Key Takeaways
- DHEAS serves as a crucial biomarker for estimating biological age, highlighting the differences between chronological and biological aging.
- Researchers created a model using routine blood tests that predicts biological age with about six years of accuracy, which is practical compared to DNA methylation methods.
- The study introduces a gut microbiome model that also estimates age by analyzing bacterial species, showing a strong correlation with blood parameters.
- Both biological age models suggest shared underlying processes of aging, indicating potential pathways for interventions that could influence biological age.
- Further validation on diverse populations is necessary before applying these models clinically, but they offer promising insights into aging mechanisms and health monitoring.
DHEAS doesn’t care about your birthday. The hormone, produced by the adrenal glands and gradually declining across adult life, has no particular interest in the number printed on your driving licence.
What it tracks instead is something harder to measure and considerably more useful: the actual functional state of the organism it’s running through. Which is why, when Anastasia Kobelyatskaya and her colleagues at the Russian Clinical Research Center for Gerontology sat down to build a neural network that could estimate biological age from a small panel of routine blood tests, DHEAS ended up doing a lot of the heavy lifting. In both men and women, it exerted the strongest individual pull on predicted age, nudging the estimate younger in people whose levels are healthy and older in those whose adrenal output has dropped off. A single molecule, doing what birthdays cannot.
The broader project Kobelyatskaya’s team was tackling is one of the more pressing puzzles in gerontology right now. Chronological age, the kind you celebrate, is a lousy predictor of how old a body actually is. Two 60-year-olds can differ by a decade or more in their biological clocks, shaped by genetics, diet, stress, inflammation, and dozens of other variables that calendars simply don’t record. Researchers have been building so-called biological clocks for some years now, mostly using DNA methylation patterns, but those require specialised equipment and are difficult to translate into clinical settings. The question Kobelyatskaya’s group asked was simpler: could you get there with standard blood work?

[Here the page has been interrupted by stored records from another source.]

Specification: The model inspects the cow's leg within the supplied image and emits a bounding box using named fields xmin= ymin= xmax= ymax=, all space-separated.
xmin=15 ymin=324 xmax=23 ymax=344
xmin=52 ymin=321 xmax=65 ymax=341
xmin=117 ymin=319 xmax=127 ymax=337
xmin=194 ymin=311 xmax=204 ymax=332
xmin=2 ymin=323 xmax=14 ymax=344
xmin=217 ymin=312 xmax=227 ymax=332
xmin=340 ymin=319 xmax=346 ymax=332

The answer, published in the journal Aging this March, turns out to be yes, roughly. Their biochemical model uses just seven markers, selected from an initial panel of 85 blood parameters on the basis of how strongly each one correlates with age. Three apply to everyone: cystatin-C, which reflects kidney filtration capacity and rises with age; IGF-1, a growth hormone mediator that declines and contributes to loss of muscle mass; and DHEAS, with its neurosteroid activity and links to cognitive slowing when it drops. The remaining four are sex-specific. Women’s model adds homocysteine (a cardiovascular risk factor), urea (another kidney indicator), glucose, and zonulin, a protein that regulates gut barrier permeability. Men’s model swaps those out for HbA1c (chronic blood sugar), NT-proBNP (a marker of cardiac wall stress), hs-CRP (the classic inflammaging signal), and free testosterone.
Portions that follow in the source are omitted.